Tarihte ilk UFO olayı Osmanlı’da mı kaydedildi?

Tarihte ilk UFO vakası, Tarihte ilk ufo vakası nerede kaydedildi, nasıl kaydedildi, nasıl anlatıldı, Osmanlı’da mı kaydedildi, nerede görüldü benzer biçimde aramalarınıza herdembilgiler’den cevap bulabilirsiniz.
Tarihte ilk UFO vakası hakkında
gün itibariyle Gaziantep’e bağlı olan Nizip’te 19 Ekim 1839 gecesi herkesi hayrete ve korkuya düşüren ışıklar görülmüştü. Sofya’daki Osmanlı arşivlerinde var olan bir vesika, UFO hadiselerinin tarihteki tanıklı-kayıtlı şimdilik ilk örneğini meydana getiriyor.
Bu vesika, Sofya’daki Osmanlı arşivlerinde işçi Evgeni Raduşev tarafınca ortaya çıkarılana kadar, yakın çağlarda UFO’lara dair ilk kayıt, 1878’de Amerika’De Texas eyaletindeki bir köylünün devrin mahalli gazetesinde piyasaya sürülen iddiasıydı.
Hayra yorulan bu vaka, Osmanlılara yıkım getirdi, 8 ay sonrasında Nizip Savaşı kaybedildi. II Mahmud kahrından öldü.
Tarihte ilk UFO vakası nasıl kaydedildi?
19 Ekim 1839 gecesi, günümüz şartlarında Gaziantep’e bağlı olan Nizip’te herkesi hayrete ve korkuya düşüren ışıklar görülmüştü. Bu ışıklarla ilgili tanıklıklar Osmanlı arşivlerine de girmiş; belgelerin Sofya Osmanlı Arşivleri’nde Evgeni Raduşev tarafınca ortaya çıkarılmasıyla vaka, tanıklı-kayıtlı ilk UFO vakası olarak tarihe geçmişti. Üstelik ortaya çıkarılan belgelere bakılırsa hadisenin ani oldukca tanığı vardı. Mardin Kadı Naibi Esseyyid Hacı İsmail Hakkı’nın İstanbul’a gönderilmiş olduğu ilâm, haberi hayra yoruyordu. Kadı naibine bakılırsa bu sadece padişahın muzaffer olacağının işareti olabilirdi. Oysa bu tarihten sekiz ay sonrasında, 24 Haziran 1839’da Nizip civarlarındaki harpte Hafız Ahmet Paşa komutasındaki Osmanlı kuvvetleri, Mısırlı Kavalalı İbrahim Paşa karşısında ağır bir yenilgiye uğrayacaktı. Batıl inançları güçlü Osmanlı komutanı Hafız Ahmet Paşa’nın, parlak ve yetenekli bir asker olan İbrahim Paşa karşısında şansı olmadı. Cenk yalnız dört saat sürmüştü.

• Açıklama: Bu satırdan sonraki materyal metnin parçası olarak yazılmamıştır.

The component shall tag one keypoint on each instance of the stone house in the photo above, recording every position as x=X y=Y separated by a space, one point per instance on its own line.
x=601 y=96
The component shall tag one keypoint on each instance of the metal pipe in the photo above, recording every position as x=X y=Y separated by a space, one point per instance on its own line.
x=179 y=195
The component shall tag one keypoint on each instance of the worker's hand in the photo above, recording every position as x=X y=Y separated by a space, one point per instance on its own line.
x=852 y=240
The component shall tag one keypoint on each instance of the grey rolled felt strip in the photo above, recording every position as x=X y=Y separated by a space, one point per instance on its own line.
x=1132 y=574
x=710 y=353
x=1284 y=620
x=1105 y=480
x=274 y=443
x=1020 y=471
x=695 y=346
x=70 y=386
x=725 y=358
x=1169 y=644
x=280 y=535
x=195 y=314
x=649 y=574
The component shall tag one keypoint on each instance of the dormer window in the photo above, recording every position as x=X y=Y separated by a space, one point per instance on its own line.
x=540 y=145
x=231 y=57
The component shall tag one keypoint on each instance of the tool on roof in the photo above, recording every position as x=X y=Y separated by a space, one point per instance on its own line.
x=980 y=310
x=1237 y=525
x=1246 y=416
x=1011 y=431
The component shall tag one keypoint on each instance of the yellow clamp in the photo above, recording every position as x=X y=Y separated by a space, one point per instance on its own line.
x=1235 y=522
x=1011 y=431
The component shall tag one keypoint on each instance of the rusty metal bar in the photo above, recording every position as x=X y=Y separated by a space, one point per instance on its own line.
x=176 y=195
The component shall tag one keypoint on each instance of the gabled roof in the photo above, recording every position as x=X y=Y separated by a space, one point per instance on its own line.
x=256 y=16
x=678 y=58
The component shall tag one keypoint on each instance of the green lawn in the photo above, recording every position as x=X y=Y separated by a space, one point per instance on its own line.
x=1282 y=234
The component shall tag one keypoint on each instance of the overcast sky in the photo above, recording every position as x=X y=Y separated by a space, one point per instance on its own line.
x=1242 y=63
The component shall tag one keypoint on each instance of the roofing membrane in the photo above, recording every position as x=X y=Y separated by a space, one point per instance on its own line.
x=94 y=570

Sultan 2. Mahmud ise savaştan yedi gün sonrasında, 1 Temmuz 1839’da kahrından öldü.
Tarihte ilk UFO vakası nasıl anlatıldı?
Sofya Osmanlı arşivinde var olan belgede, Mardin kadı naibi, gökyüzünde gördüklerini şu şekilde anlatıyordu:
“İşbu kutsal senenin yücelenmiş Receb ayının sonu (19 Ekim 1838) Perşembe gecesi saat dört buçuk sularında hatalardan ırak ulu yüce yaratıcı tarafınca şiddetli rüzgâr ve fırtına çıktı. Korkulu bir karanlıkta göz gözü görmez oldu. derhal o dakikada semada kıble ve doğu içinde bir büyük sini kadar bir yüce nûr göründü. Ufuk gündüz benzer biçimde aydınlandı ve ışıldadı. Herkesi büyük bir ürkütücü sardı ve duaya yalvarışa yönelindi. Sonrasında o yüce nûr semada parça parça olup yeryüzüne düşmeye başladı. Bu ilâhi gerçeği, gerek Mardin şehri içinde gerek Haram adlı köyde var olan Asakir-i Muntazama-i Şahane ve öteki kimseler gözlemlediler, gördüler. Adı geçen askerlerin yazısı ve suç duyurusu üstüne o büyük nûr yere düştüğünde karakol çadırında var olan neferlerin kılıçlarının ve süngülerinin ucunda mum benzer biçimde ışıklar parlamış. Her ne ölçüde uçlarını silmişlerse de gitmemiş fakat birkaç dakika sonrasında kendiliğinden kaybolmuş. Bu alâmet inşaallah velinimetimiz padişahımızın her yönden başarıya ulaşmış ve muzaffer olacağına delildir”.